3) This next one is a true ‘prog rock’ fans’ pick: Yes’ version of Simon and Garfunkel’s “America.” I had the pleasure of seeing Yes perform this song during their most recent tour and it was as still fresh as it is on the record. True, it is a much longer version than Paul Simon ever intended — at least the full 10-minute version that appears on Yesterdays. Don’t settle for the four-minute single unless you are looking for a collector'[s item! Blistering guitar from Steve Howe makes this a stand-out track.

4) This next one is from The Waterboys’ CD The Live Adventures Of The Waterboys where they perform a cover of Prince’s “Purple Rain.” I don’t know where your views fall in regard to the purple-no-name one but “Purple Rain” is a classic anyway you cut it. The Waterboys’ take on it is simple, straight ahead and slightly fun.

5) Beck’s take on Bowie’s “Diamond Dogs.” Again, another obscure tune to be covering, but Beck is just quirky enough to pull it off.

6) On Heart’s Magazine album, Ann Wilson gives a blistering vocal performance of the Harry Nilsson hit, “Without You” (originally written and performed by Badfinger). This album fell through the cracks, partly due to a contractual dispute with Mushroom Records, Heart’s first record label. But one listen to Ann and Nancy’s harmonizing, and you’ll run screaming from Mariah Carey’s version next time you hear it!

7) Yes makes it on here twice, but this time it is for another band doing a cover of a Yes tune. The California Guitar Trio, a group of guitar virtuosos, manage a spot-on instrumental version of “Heart Of The Sunrise” that will simply knock you out. How these guys manage to catch every nuisance of this complicated classic, with just three acoustic guitars, is beyond me.

8) Leo Kottke and Mike Gordon’s “Sweet Emotion.” This is the most recent recording on this list, appearing as it does on the recently released CD, Sixty Six Steps, a superb collection, marking the second collaboration between the former Phish bass player and legendary singer/acoustic guitar virtuoso. Their funky, sly version of Aerosmith’s classic tune is as odd a turned-around cover as you’ll ever hear.

9) This is a strange one, not because of the song itself or the artist who covers it. Rather, because the artist is covering a song he originally played on. This gets a little complicated, but on Steve Hackett’s 1996 album, Genesis Revisited he does just that…revisits Genesis songs enlisting the help of Chester Thompson, Ian McDonald, Jon Wetton and others. And while the disc includes such Genesis classics, such as “I Know What I Like,”“Firth of Fifth” and “Los Endos,” it is the first track here (the same track that opens Genesis’ first live LP actually) “Watcher Of The Skies” (with Wetton on vocals no less) that makes my list.

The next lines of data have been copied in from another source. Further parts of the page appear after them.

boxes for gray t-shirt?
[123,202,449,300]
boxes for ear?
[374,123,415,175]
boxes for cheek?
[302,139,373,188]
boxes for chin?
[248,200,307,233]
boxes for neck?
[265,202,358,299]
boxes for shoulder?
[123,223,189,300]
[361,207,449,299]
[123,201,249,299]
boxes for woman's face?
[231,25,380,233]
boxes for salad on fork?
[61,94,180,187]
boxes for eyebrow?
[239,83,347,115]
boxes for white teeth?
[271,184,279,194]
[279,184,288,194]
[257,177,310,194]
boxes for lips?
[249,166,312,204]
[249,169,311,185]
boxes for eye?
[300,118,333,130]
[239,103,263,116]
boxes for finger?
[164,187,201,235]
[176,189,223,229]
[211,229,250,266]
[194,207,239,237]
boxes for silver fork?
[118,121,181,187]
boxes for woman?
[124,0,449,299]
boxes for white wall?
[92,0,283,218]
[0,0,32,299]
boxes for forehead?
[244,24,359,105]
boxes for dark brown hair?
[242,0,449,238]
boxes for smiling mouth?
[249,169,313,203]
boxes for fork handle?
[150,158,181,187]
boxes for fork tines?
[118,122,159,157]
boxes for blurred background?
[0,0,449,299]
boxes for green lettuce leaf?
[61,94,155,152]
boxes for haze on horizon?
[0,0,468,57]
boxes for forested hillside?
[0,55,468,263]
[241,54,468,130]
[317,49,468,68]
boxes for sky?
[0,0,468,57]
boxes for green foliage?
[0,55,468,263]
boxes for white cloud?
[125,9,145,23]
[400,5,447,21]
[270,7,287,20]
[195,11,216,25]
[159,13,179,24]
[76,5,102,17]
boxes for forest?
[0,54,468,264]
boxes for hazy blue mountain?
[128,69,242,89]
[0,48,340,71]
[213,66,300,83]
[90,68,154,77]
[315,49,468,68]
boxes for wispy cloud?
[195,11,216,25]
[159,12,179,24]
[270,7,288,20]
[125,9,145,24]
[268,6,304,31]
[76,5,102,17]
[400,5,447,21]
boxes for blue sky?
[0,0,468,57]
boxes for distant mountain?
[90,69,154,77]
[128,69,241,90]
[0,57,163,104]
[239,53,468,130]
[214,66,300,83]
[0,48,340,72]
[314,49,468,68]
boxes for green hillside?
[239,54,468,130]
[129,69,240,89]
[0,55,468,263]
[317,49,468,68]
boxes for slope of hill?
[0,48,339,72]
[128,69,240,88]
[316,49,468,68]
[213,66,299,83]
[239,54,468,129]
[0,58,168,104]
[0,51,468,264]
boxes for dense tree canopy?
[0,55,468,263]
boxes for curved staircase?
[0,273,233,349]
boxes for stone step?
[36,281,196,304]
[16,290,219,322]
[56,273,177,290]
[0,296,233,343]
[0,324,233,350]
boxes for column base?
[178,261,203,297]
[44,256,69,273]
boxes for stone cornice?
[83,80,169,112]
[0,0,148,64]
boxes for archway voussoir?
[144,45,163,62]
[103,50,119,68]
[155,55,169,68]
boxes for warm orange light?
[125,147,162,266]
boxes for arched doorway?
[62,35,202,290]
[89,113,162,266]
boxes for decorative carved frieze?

It’s not a wholly new version of the song and here we have Hackett playing on it again as he did way back when, but there is something so powerful about this version (as well as the original) that you understand at once why Hackett ‘revisits it’. Steve’s reasoning for the revision: “A song like ‘Watcher Of The Skies’ on record, for instance, never felt like it had the power of the time we first rehearsed it in the Reggio Emilia Palasport in Italy when I heard the Mellotron introduction from the shower rooms one floor down.”

10) Not so much as for what he does with the tune but that he did it at all considering his mortality was ‘knocking at the door,’ Warren Zevon’s cover of Bob Dylan’s “Knockin’ On Heaven’s Door” will send chills up your spine every time you hear it. On Zevon’s The Wind, his final album, just try and get through this one knowing that Zevon is literally singing with his last breath.

These songs are worth another listen (or a first-time pass if you haven’t heard them). I am sure you can come up with ten (or more) of your own that you would include as great, not so popular covers. I’m not sure what gets me more — a spot-on-copy of the original or a new take on a classic (I tend to side more with the latter). But I do know what I listed above rocks me when I hear it.